Kudüs müjdesini alınca, Kudüs beni davet edince hemen pasaport işlemlerine başladım. Sabah namazıyla başlayan günde gerekli evrak işlemlerini tamamlarken aklıma bir soru takıldı bu pasaport bana ne zaman ulaşacak? Tur şirketi ile görüştüğümüzde en geç şubat ayının yirmi üçünde gerekli evrakları teslim etmem gerektiğini söylendi. Ben ayın on beşinde işleme başladım yani sekiz günüm var. Oradaki pasaport işlemi yapan memura ‘’Pasaport kaç günde elime ulaşır?’’ diye sorduğumda on beş gün demesin mi! Beynimden ayak tırnak uçlarıma kadar sıcak su indi. Aman Allah’ım Kudüs’e kavuşamamak korkusu doldu içime. Elimden hiçbir şey gelmiyor; Rabbime dua etmek dışında. Eğer pasaport 1 gün geç gelirse yanıyor Kudüs ziyaretim. Ya pasaportum geç kalırsa? ya yetişemezsem? Eteklerim zil çalar vaziyette bir o yana bir şu yana savruluyordum. İnsan hep kötü senaryoları akla getiriyor ya… hep diyorum gelmez bu pasaport, kaldın Melih gidemiyorsun diye pişmanlıklar yaşıyorum. Ama ben biliyorum ki Allah bana oraya gitmeyi nasip eylediyse ben her türlü engele rağmen gideceğime eminim. Şayet Allah bana orayı nasip etmediyse elimden gelenin fazlasını da yapsam, araya yüzlerce adam soksam yine olmayacak çünkü kalemde O’nun elinde silgi de…

 Nasip apayrı bir şey dostlar eğer ki nasibiniz de varsa o zaten olacak ama yoksa zaten olmayacak.
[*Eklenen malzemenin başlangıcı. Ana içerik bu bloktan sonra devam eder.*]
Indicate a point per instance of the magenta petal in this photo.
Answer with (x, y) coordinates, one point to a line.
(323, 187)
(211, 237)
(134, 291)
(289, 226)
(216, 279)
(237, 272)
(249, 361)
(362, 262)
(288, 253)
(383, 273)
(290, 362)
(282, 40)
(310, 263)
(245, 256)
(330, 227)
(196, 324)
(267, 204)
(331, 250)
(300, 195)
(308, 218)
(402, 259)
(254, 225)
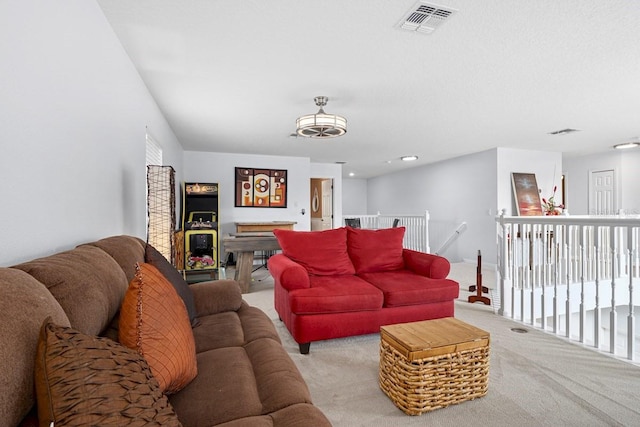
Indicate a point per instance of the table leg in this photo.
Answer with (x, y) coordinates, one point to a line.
(244, 265)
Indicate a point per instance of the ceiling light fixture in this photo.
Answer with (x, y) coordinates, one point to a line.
(408, 158)
(321, 124)
(625, 145)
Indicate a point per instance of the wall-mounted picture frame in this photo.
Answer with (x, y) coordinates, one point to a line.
(260, 188)
(526, 194)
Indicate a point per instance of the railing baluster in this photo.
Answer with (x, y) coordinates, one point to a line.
(583, 311)
(631, 324)
(613, 315)
(583, 258)
(597, 315)
(567, 312)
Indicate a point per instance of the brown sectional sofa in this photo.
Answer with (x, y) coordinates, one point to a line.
(245, 377)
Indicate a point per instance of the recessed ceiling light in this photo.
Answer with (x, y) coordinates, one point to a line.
(564, 131)
(626, 145)
(408, 158)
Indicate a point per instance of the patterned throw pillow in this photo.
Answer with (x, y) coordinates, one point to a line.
(154, 321)
(84, 380)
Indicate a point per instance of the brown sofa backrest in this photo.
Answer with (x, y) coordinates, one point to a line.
(82, 288)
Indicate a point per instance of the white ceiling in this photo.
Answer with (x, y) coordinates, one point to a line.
(233, 75)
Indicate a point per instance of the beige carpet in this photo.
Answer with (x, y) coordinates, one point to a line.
(535, 379)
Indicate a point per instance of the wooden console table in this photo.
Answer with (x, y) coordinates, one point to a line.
(244, 227)
(244, 245)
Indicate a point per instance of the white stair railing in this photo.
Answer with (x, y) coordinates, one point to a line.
(416, 236)
(562, 273)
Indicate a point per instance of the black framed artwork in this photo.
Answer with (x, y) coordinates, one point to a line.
(260, 188)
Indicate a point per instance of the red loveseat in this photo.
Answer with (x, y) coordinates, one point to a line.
(349, 281)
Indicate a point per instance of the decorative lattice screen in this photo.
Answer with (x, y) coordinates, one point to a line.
(161, 209)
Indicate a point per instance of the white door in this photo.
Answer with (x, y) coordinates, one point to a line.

Biz elimizden geleni yaptıktan sonra tevekkül edeceğiz. Hiçbir şey yapmadan tevekkül kurumuş kuyudan su çekmek gibidir. Pasaport işlemlerini erkenden hallettikten sonra işimizi Allah’a bıraktık. Belirsizlikle beklemek insan zihnini yoran en büyük mesele. Ya olursa ya da olmazsa. Çıkamıyorsun bu paradoksun içinden dönüp duruyorsun. Rabbimiz insanı bu dünyaya imtihan için gönderdiğini unuttuğumuz zaman başlıyor asıl imtihan. Rabbimiz rızık verir, imkân verir şükretmemizi imtihan eder, alır vermez, geciktirir sabrımızı imtihan eder. “Bana düşen artık güzel bir sabırdır.” Yusuf suresinde geçer, Hani kardeşleri Yusuf’a türlü türlü oyunlar tertip etmişlerdi. Eve döndüklerinde ise kurt kaptı, kayboldu diye yalan söyleyivermişlerdi. Haberi alan Yakup (as)’ın iki dudağından dökülmüştü bu muhteşem ifadeler. Bana düşen güzel bir sabır… Güzel sabır… Tam manasını ancak kendi iç dünyamızdaki yansımalarıyla vereceğimiz bir soru. Güzel sabır, Rabbimizin bizi, yoklukla, acı ile imtihan ettiğinin bilincinde olup, hayrın ve şerrin yalnızca ondan geldiğini bilip, yine bu sıkıntılı durumdan kurtaracak kişinin o olduğu bilincinde olup; ona el açıp yalnızca ondan istemek olabilir.

Sabır Makamı

Hani anlatılır ya İmam-ı Azam’ın o veciz kıssası;

Bu büyük insan, gündüz öğleye kadar mescitte talebelerine ders verir, öğleden sonra da ticarî işleri ile uğraşırdı. Bir gün ders verdiği sırada bir adam mescidin kapısından seslendi:

“Ya imam, gemin battı!” (İmamın ticarî mal taşıyan gemileri mevcut)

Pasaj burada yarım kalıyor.